Who will help rebuild the city of Raqqa?
- Published
It's a year since the Syrian city of Raqqa was freed from the grip of the group known as Islamic State. Evidence of the brutal battle to dislodge the extremists is visible everywhere you look. But the fear of the people who've returned to this broken city is that the rest of the world is now walking away.
Raqqa is still a rubble city. The chaos is ultimately the creation of IS. But the devastation was also caused by thousands and thousands of coalition airstrikes.
It took more than five months of intensive bombing to dislodge the extremists from their de facto capital. Mostly dropped from US warplanes but British ones too.
Yet neither Britain nor America appears willing so far to take responsibility for repairing the damage they caused.
Despite the devastation, many families who fled the fighting have now returned. Some shops have re-opened. Traffic runs past the rubble piled high on the side of the streets. But they are now asking who will rebuild their shattered city?
We were driven around Raqqa by US special forces in unmarked armoured 4x4 vehicles. Some children waved at the convoy as we passed. The US commander in the front seat, who we can't identify, told me: "There's still a tonne of goodwill." The danger is that any goodwill will evaporate the longer their needs go unmet.
We were taken to meet Raqqa's Civil Council which has a long list of concerns that need to be addressed. Much of the city is still without essential services such as running water and electricity.
None of Raqqa's destroyed bridges, essential for the movement of goods and people, has been repaired. The main hospital where IS made their last stand still lies in ruins.
Council member Layla Moustaffa says: "We're concerned about how long it's taking for the international community to respond." She likens Raqqa to a sick man in urgent need of medical attention.
Ammar Jabor, another council member, says he believes "everyone who contributed to the destruction of the city should help rebuild it". When I ask who, he replies: "I'm asking the USA and the UK to rebuild this beautiful city."
America and Britain may have contributed to the devastation. But both have stated they won't get involved directly in efforts to rebuild those areas of Syria that have been destroyed by the war until there's a UN-backed peace process for the whole country. That doesn't look like happening anytime soon.

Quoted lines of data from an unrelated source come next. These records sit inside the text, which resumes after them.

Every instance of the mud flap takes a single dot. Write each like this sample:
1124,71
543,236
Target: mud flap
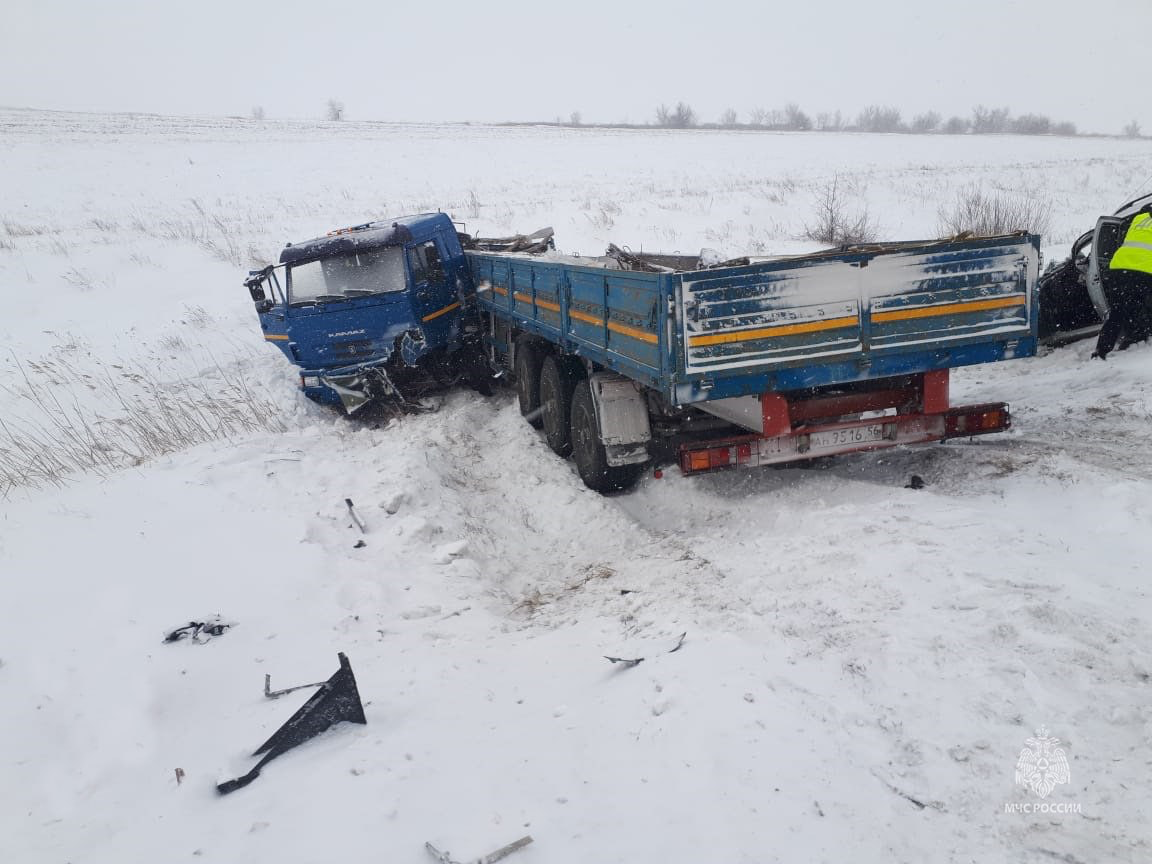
621,415
336,700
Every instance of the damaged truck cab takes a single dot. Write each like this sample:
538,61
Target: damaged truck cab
365,310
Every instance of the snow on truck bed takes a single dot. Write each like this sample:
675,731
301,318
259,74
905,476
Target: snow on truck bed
864,662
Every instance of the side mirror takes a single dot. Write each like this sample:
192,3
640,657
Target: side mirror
255,283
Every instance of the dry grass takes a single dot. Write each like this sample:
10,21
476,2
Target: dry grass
836,221
987,213
60,436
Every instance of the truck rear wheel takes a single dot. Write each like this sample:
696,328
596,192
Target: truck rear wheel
529,360
558,380
588,451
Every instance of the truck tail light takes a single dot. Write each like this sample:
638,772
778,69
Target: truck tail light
710,459
977,421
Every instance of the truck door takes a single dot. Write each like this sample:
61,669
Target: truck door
433,298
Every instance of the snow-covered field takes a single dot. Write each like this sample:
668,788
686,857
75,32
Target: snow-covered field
863,662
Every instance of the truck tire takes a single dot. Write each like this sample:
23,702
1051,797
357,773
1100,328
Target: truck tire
529,360
588,451
558,380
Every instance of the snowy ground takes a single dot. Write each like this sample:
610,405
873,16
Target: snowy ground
863,661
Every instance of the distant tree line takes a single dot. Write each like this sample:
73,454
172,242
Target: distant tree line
983,120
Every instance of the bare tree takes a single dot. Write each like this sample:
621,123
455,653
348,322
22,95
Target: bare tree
832,122
796,119
879,119
926,122
990,121
956,126
1031,124
682,116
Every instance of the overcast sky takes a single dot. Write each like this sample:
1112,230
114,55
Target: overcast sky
490,60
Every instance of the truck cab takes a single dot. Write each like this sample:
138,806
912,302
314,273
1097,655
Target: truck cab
362,309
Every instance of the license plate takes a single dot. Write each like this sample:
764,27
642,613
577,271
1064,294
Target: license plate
834,438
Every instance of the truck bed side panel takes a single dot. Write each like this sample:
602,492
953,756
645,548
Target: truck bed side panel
849,317
614,318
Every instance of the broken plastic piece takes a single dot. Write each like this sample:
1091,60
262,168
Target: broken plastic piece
630,661
199,631
277,694
356,518
336,700
490,858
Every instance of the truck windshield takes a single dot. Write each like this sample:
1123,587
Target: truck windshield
356,274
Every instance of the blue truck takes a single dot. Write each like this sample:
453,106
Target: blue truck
628,361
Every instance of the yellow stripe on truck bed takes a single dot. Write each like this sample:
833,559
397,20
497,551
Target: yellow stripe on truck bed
777,330
969,305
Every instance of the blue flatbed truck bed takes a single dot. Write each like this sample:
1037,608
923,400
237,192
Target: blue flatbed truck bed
811,355
628,360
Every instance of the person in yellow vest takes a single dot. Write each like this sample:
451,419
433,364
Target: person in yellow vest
1128,287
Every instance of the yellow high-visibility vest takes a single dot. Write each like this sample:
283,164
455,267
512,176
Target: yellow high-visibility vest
1136,251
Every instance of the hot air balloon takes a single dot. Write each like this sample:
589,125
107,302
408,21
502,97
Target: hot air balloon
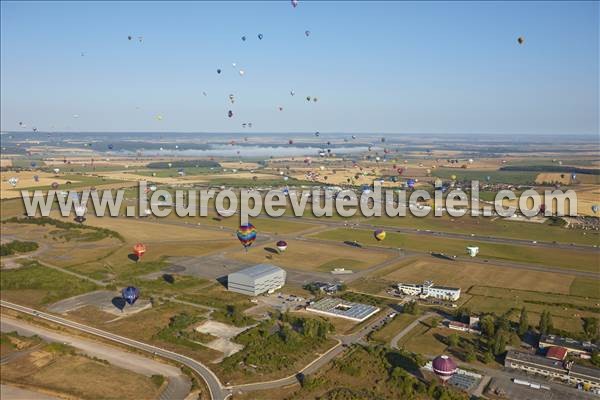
80,210
281,246
379,234
130,294
246,235
139,249
472,250
444,367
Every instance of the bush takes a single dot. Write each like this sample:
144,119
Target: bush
158,380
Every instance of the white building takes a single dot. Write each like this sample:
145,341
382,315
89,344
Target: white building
428,289
255,280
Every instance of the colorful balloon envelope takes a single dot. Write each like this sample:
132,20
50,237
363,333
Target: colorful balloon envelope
139,249
130,294
282,245
379,234
246,235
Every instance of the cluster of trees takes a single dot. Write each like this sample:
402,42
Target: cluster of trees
591,328
232,315
16,246
277,344
496,333
179,330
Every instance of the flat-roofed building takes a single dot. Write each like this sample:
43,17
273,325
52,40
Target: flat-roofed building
428,289
344,309
255,280
582,349
566,371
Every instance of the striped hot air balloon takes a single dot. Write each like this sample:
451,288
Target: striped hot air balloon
246,235
139,249
282,245
130,294
379,234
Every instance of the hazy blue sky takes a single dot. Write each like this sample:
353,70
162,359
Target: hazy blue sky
375,67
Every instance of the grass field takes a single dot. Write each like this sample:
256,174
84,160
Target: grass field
311,256
57,369
562,258
392,328
511,177
152,230
464,274
566,310
35,285
485,226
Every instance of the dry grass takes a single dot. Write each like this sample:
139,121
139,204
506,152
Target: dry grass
77,376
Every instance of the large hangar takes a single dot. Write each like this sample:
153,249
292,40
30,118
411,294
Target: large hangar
255,280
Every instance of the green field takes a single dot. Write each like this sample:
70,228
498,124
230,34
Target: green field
78,182
585,288
562,258
37,285
567,311
486,226
392,328
511,177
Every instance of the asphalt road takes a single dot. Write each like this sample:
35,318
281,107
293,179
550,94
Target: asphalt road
178,387
214,385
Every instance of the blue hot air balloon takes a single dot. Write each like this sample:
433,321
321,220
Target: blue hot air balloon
130,294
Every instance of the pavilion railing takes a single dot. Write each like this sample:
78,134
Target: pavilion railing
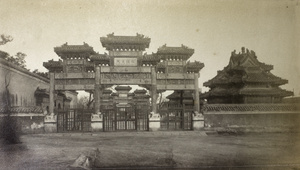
250,107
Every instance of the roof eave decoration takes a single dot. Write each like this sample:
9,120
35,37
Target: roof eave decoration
65,48
194,66
52,65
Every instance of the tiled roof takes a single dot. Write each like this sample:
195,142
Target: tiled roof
264,77
127,88
53,64
74,48
100,57
265,91
218,91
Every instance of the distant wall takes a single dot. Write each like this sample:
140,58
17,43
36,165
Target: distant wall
22,84
26,122
252,118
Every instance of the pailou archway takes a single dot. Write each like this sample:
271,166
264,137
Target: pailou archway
81,68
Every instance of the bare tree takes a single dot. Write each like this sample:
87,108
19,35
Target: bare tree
9,124
5,39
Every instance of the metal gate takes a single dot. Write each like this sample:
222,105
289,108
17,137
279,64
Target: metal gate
125,118
142,117
176,117
76,120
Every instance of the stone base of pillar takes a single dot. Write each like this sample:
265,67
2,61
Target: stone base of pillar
50,124
97,123
198,121
154,122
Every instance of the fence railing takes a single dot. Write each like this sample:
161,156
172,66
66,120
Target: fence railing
250,107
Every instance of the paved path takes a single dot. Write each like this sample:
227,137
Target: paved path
176,149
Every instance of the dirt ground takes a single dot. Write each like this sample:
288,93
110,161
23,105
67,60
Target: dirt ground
156,150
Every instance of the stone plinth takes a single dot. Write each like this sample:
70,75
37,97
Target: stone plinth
50,123
97,122
154,122
198,121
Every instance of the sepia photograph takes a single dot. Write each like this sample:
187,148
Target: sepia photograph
150,84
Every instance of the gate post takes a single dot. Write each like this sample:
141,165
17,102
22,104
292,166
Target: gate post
153,90
97,90
97,117
50,120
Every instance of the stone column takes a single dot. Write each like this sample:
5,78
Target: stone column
153,90
97,90
97,118
50,121
196,99
51,93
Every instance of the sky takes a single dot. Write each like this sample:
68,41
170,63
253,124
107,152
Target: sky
214,28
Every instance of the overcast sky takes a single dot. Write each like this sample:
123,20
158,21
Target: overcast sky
212,28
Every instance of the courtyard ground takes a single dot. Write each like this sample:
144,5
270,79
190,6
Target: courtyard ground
156,150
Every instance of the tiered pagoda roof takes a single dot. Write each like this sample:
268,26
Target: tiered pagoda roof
246,76
138,42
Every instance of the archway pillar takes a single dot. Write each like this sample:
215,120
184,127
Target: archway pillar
51,93
196,91
153,90
97,91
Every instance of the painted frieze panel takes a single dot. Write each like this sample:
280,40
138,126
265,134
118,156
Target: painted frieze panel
74,68
128,78
175,69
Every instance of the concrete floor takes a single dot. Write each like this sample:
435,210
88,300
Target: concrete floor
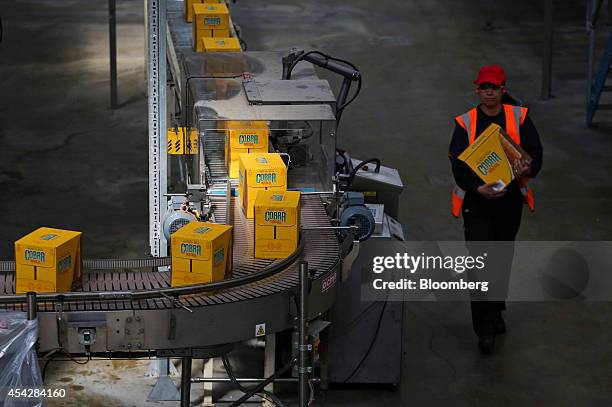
67,160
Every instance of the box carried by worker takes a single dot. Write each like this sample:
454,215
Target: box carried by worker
243,137
201,253
490,156
209,20
277,223
48,260
259,172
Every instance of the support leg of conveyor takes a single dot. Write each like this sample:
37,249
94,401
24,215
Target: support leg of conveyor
186,381
208,372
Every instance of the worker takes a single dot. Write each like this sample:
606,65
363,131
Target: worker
490,213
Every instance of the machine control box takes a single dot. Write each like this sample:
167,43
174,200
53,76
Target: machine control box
259,172
277,223
48,260
209,20
243,137
201,253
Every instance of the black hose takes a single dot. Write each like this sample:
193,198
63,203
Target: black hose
359,166
164,292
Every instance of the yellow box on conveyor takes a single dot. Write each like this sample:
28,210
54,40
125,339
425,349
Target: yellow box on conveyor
188,7
277,223
201,253
48,260
259,172
228,44
209,20
243,137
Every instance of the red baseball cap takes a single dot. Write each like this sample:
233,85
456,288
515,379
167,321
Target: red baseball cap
491,74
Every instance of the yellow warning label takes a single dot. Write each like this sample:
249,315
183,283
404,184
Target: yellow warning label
260,330
179,144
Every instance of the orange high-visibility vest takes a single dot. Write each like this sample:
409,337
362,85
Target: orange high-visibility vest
515,116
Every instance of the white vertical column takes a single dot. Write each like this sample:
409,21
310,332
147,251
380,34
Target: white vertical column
156,78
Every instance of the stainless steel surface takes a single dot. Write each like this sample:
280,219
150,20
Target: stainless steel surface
274,91
234,106
386,184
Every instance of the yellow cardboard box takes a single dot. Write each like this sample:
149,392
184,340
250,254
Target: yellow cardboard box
487,157
229,44
259,172
48,260
277,223
178,142
243,137
188,9
201,253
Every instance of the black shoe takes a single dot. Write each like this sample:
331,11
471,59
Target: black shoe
500,325
486,344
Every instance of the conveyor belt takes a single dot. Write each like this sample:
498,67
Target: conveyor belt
320,251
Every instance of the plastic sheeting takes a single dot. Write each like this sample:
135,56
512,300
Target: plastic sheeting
19,367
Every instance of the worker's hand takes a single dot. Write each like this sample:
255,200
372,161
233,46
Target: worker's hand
489,192
521,168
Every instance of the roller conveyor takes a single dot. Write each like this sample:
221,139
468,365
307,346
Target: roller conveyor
321,252
201,321
224,316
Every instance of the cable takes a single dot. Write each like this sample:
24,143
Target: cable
365,356
311,398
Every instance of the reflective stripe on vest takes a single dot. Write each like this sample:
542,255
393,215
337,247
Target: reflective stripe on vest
515,116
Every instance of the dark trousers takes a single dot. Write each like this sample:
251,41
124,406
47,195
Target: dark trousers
482,225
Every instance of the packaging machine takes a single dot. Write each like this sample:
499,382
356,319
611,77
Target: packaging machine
129,306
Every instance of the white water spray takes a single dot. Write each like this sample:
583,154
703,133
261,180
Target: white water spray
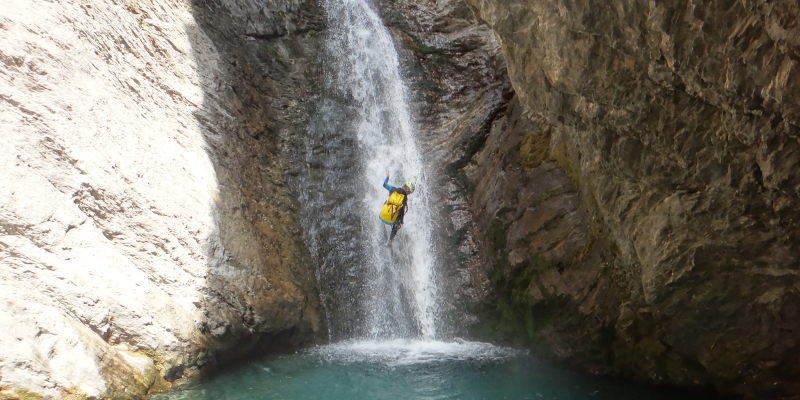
400,294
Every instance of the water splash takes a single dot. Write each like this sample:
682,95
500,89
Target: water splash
363,129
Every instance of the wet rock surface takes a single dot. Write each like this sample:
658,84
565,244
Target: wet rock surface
457,89
145,227
670,251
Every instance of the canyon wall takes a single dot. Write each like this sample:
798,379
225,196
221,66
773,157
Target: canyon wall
146,230
640,193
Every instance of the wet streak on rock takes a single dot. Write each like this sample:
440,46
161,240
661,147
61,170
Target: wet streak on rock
262,294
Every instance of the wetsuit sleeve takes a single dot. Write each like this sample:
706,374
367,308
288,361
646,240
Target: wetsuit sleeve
387,185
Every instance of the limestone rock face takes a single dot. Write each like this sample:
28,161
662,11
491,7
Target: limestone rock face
643,213
144,222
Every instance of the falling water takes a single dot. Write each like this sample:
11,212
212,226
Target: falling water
362,131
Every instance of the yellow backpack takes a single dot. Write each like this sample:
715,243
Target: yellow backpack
392,207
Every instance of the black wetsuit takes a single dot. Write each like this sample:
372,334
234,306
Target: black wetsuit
399,221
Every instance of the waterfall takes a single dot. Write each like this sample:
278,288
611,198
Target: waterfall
363,129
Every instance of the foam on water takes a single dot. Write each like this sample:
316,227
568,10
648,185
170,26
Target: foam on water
398,352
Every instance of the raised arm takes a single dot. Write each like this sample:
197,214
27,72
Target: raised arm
387,185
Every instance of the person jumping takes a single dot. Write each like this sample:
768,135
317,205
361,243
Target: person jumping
396,205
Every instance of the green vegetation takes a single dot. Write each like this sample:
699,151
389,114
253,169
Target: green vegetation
534,149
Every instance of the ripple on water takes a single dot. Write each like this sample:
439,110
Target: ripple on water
409,352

Instead the US and a handful of other nations say they're focusing their efforts on "stabilisation".
Patrick Connell, a senior US State Department official on the ground, says that means denying the extremists the "fertile ground they can recruit from". There are still IS sleeper cells operating in the city.
The US says it's already spent more than $8bn (£6bn) on humanitarian assistance right across Syria. Britain, the second-largest bilateral donor, has committed £2.7bn.
In Raqqa itself, some of that money has been spent on clearing some of the thousands of explosive devices left behind by the extremists, and providing food, medical supplies and education. But these efforts have stopped short of reconstruction.
Even that limited help is now in doubt. Raqqa's fear of being forgotten has been heightened by a decision by the Trump administration to cut more than $200m (£150m) earmarked for Syria's stabilisation.
US officials say it's being done to force other nations to do more. Patrick Connell says it's a signal from the president "that the burden needs to be shared". The US says a handful of other nations have already pledged contributions that will help ensure that work will continue.
But Raqqa still needs more support and it's the children of Raqqa whose futures will suffer without it.
Our US military minders took us to a school which is helping young children who've suffered the emotional and physical scars of the war.
The pupils included a girl who'd been forced to marry an IS fighter at the age of 11 and who'd then been divorced at 13 after she was injured.
Sitting in a classroom, two young boys who'd lost limbs were enthusiastically learning the alphabet. Both are among the victims of the thousands of explosive devices left behind by the extremists.
The State Department official overseeing the programme told us they were giving them the opportunity to learn and play that they were denied under IS. But the US funding for this programme will run out by the end of the year.
The US is keen to remind the rest of the world that, even if it's cutting its funding, it's not turning its back on north-east Syria.
There are still 2,000 US troops on the ground helping the Syrian Democratic Forces clear the last pocket of IS territory in the region. The US says they will stay until they ensure the "enduring defeat of IS".
Maj Gen Pat Roberson, the US special operations commander on the ground, believes America is already "fulfilling its responsibility by ridding Syria of IS". He says the rest of the world now needs to help out, too.
The people of Raqqa are trying their best to rebuild the city. At the city's sports stadium, which was used by IS as a prison and execution centre, we witnessed signs of reconstruction.
Some of the work was being carried out by the same men who were brutally held in captivity by the extremists.
But on their own, they are just scratching the surface. It will take billions and billions of dollars to repair the damage of the war.
Ahead of the invasion of Iraq in 2003 the then US Secretary of State Colin Powell warned President George W Bush "you break it, you own it". But so far no-one seems willing to apply that rule to the reconstruction of Raqqa.